You must be confusing that with the adrenaline pumping heart racing vicious strike and fight of the mighty native walleye.


----------



## Corey K (Dec 11, 2009)

slightofhand said:


> You must be confusing that with the adrenaline pumping heart racing vicious strike and fight of the mighty native walleye.


True, very true! 

Walleyes do bring in money, help the local business, etc.

Lake trout don't....


----------



## wallyg (Dec 31, 2010)

GRUNDY said:


> I'd like an education, at least a little bit behind the increases in steelhead stocking.
> 
> As I understand it, there are not enough alewive to support Chinook Salmon.
> 
> ...


Yep, Grundy,
It's all about the diversified diet.
Kings ate alewives.no alewives, why plant them?
Rainbows can eat just about anything they can find.
Everything from emeralds to June- bugs!
No telling what kind of bugs You find in their bellies!!


----------



## GRUNDY (Jun 18, 2005)

I knew steelhead had a more diversified diet compared to kings just by butchering them. 
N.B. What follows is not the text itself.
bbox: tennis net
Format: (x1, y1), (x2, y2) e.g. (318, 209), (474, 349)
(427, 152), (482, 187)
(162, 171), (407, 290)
The jury is still out for me though on increasing steelhead plants. I guess time will tell if there are enough other viable food sources to sustain increased SH plants.

Seems to me it might make more sense to ride the current planting numbers out for a couple years to assess the current stocking level before bumping it up. Of course there could be more science behind it than I am aware of or privy to.

Regards,

Brian


----------